The Principal field specifies the user, account, service, or other entity that is allowed or denied access to a resource. So in our instance, we want allow anyone to be able to view an S3 file.

The Amazon Resource Name (ARN) should be formatted like arn:aws:s3:::<bucket_name>, in my case it was arn:aws:s3:::posixprojects.com since my bucket name is posixprojects.com

After generating the policy, paste the policy in the Permission -> Bucket Policy tab of you S3 bucket.

Next, we’ll need to enable static web hosting. Under Properties, click on Static web hosting. The only configuration here is to set the Index document to be index.html since that’s what Hexo generates as the index page.

Now the S3 bucket is ready to be deployed to.
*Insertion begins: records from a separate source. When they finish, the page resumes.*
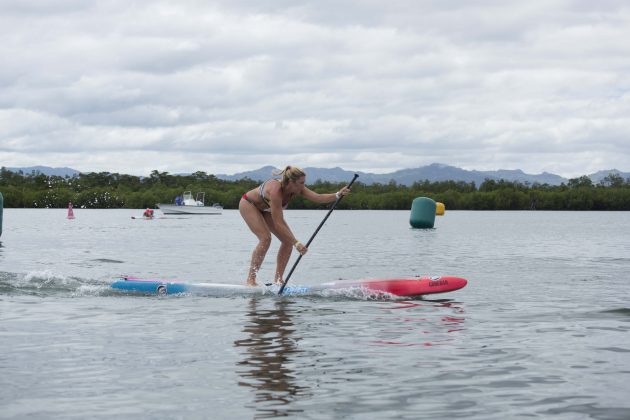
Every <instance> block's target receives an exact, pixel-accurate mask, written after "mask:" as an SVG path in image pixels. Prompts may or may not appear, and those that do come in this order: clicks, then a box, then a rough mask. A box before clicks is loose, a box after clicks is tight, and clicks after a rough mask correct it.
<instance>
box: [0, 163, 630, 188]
mask: <svg viewBox="0 0 630 420" xmlns="http://www.w3.org/2000/svg"><path fill="white" fill-rule="evenodd" d="M7 169H8V170H10V171H13V172H19V171H22V172H23V173H24V174H31V173H33V172H35V173H37V172H39V173H42V174H44V175H56V176H62V177H64V176H73V175H76V174H79V173H80V172H79V171H77V170H75V169H72V168H51V167H48V166H31V167H25V168H7ZM275 169H276V168H274V167H273V166H264V167H262V168H260V169H256V170H252V171H246V172H239V173H236V174H234V175H225V174H215V176H216V177H217V178H219V179H224V180H229V181H235V180H238V179H243V178H250V179H253V180H255V181H263V180H265V179H268V178H269V177H270V176H271V172H272V171H273V170H275ZM304 171H305V172H306V173H307V175H308V182H309V183H313V182H315V181H317V180H321V181H328V182H344V181H349V180H350V179H352V175H353V174H354V173H355V172H354V171H348V170H345V169H342V168H304ZM356 173H358V174H359V175H360V177H359V179H358V181H360V182H362V183H364V184H367V185H370V184H374V183H380V184H388V183H390V182H391V181H394V182H396V183H397V184H401V185H411V184H413V183H414V182H417V181H424V180H429V181H431V182H435V181H464V182H474V183H475V185H477V186H479V185H481V183H482V182H484V181H485V180H486V179H493V180H497V181H498V180H501V179H503V180H505V181H511V182H520V183H529V184H535V183H538V184H549V185H560V184H562V183H566V182H567V181H568V179H567V178H563V177H561V176H559V175H554V174H550V173H548V172H543V173H541V174H526V173H525V172H523V171H521V170H520V169H515V170H505V169H502V170H498V171H475V170H473V171H468V170H466V169H461V168H457V167H455V166H449V165H444V164H440V163H433V164H431V165H427V166H421V167H419V168H413V169H401V170H398V171H395V172H390V173H387V174H373V173H369V172H356ZM610 174H617V175H619V176H621V177H622V178H623V179H630V172H621V171H618V170H616V169H610V170H605V171H599V172H596V173H594V174H590V175H588V177H589V178H591V180H592V181H593V183H595V184H597V183H599V182H600V181H601V180H602V179H604V178H605V177H606V176H608V175H610Z"/></svg>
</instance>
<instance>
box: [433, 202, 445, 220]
mask: <svg viewBox="0 0 630 420" xmlns="http://www.w3.org/2000/svg"><path fill="white" fill-rule="evenodd" d="M445 211H446V207H445V206H444V203H440V202H439V201H438V202H436V203H435V214H436V215H437V216H444V212H445Z"/></svg>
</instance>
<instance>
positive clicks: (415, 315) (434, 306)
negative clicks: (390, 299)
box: [373, 299, 466, 347]
mask: <svg viewBox="0 0 630 420" xmlns="http://www.w3.org/2000/svg"><path fill="white" fill-rule="evenodd" d="M380 308H381V309H384V310H387V311H392V310H394V311H396V310H407V309H411V308H418V309H422V308H426V309H429V311H427V312H426V313H425V312H424V311H422V310H420V311H415V312H413V313H414V315H408V313H409V312H408V311H404V315H403V316H398V317H392V316H387V318H386V322H385V323H384V324H385V325H388V326H387V328H386V330H383V331H381V334H382V335H383V336H387V337H391V339H386V340H375V341H373V344H376V345H388V346H427V347H430V346H437V345H445V344H449V343H451V342H452V341H453V340H455V338H454V336H453V333H456V332H458V331H462V330H463V329H464V321H465V320H466V319H465V317H464V307H463V305H462V304H461V303H459V302H454V301H452V300H450V299H441V300H433V301H427V300H423V301H404V300H400V301H395V302H391V303H388V304H387V305H384V306H381V307H380ZM434 309H439V310H437V311H436V310H434ZM443 309H445V310H448V311H450V312H453V314H454V315H445V314H444V311H443ZM416 314H418V315H416ZM390 315H391V314H390ZM436 317H439V318H436ZM375 324H378V323H375Z"/></svg>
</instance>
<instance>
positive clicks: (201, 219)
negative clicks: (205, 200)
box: [0, 209, 630, 419]
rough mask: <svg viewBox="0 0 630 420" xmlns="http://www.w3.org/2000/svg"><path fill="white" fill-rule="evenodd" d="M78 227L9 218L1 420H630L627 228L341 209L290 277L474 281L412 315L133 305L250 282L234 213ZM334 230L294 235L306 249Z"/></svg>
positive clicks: (79, 218) (121, 222)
YAY!

hexo s3 deployment

There is an hexo plugin that deploys to s3 called hexo-deployer-s3.

To install run this:

1
$ npm install hexo-deployer-s3 --save

After installing hexo-deployer-s3, the _config.yml will need to be updated so use hexo-deployer-s3 as the deployment method.

From the documenation:

1
2
3
4
5
6
7
8
9
10
11
deploy:
type: s3
bucket: <S3 bucket>
aws_key: <AWS id key> // Optional, if the environment variable `AWS_ACCESS_KEY_ID` is set
aws_secret: <AWS secret key> // Optional, if the environment variable `AWS_SECRET_ACCESS_KEY` is set
aws_cli_profile: <an AWS CLI profile name, e.g. 'default'> // Optional
concurrency: <number of connections> // Optional
region: <region> // Optional, see https://github.com/LearnBoost/knox#region
headers: <headers in JSON format> // pass any headers to S3, usefull for metadata cache setting of Hexo assets
prefix: <prefix> // Optional, prefix ending in /
delete_removed: <true|false> // if true will delete removed files from S3. Default: true

WARNING! I do not recommend using pasting your AWS_ACCESS_KEY_ID and AWS_SECRET_ACCESS_KEY into the config. Use environmental variables!!!!

After this configuration, do a test deployment using the hexo cli.

1
$ hexo generate --deploy

If this is successful, you should see the files in the S3 bucket and you can access your site by using a the S3 Bucket hosting URL that’s formatted like this:

http://<bucket-name>.s3-website-<region>.amazonaws.com

AWS Certificate Manager Setup (SSL)

SSL is pretty necessary these days so, I would recommend setting this up.

To generate a certificate, navigate to the AWS Certificate Manager.

Provision a public certificate. The process is pretty self explanitory so I won’t go through every step.

You’ll need to verify the domain by either a DNS record or an email verification.

Cloudfront setup

Cloudfront setup is also very easy. To setup a distribution, navigate to Cloudfront.

There is one tricky part that took me a while to figure out.

For the Origin Domain Name make sure to use the S3 static hosting URL that we got in the S3 setup process. DO NOT USE THE AUTOFILL S3 BUCKET!

I would select the Redirect HTTP to HTTPS option if SSL is setup.

Finally, for the SSL Certificate section, select the Custom SSL Certificate option and select your provisioned SSL Certificate. Sometimes it takes a while for the SSL Certificate to provision. If so, the Custom SSL Certificate selection should be greyed out. If so, continue with the cloudfront setup. Come back edit the cloudfront distribution in an hour or so.

After creating the Cloudfront distribution, make note of the distribution URL. It should look something like:

xxxxxxxxx.cloudfront.net

You can find this in the main cloudfront dashboard under the domain name column.

NOTE: After deploying, you will need to invalidate the cache. You can manually do it in the cloudfront dashboard or you can programatically do it. I’ll probably have a post on this sometime soon.

Domain DNS Setup

This is the last step. This points your domain to the cloudfront distribution.

Create a CNAME record that points whatever domain / subdomain / whatever to your cloudfront distribution URL that you got in the previous step.

After this is done, clear your DNS cache.

If everything went ok, you should be able to access your site by using your domain name!!!!

final thoughs

This process took me around an hour to complete, shouldn’t take people more than that. I like the currently stack a lot, I’m pretty sure I won’t change too much in the future. I do want to automate the deployment process with something like travis. I’ll probably create releases and use travis to deploy to S3 and invalidate cloudfront cache.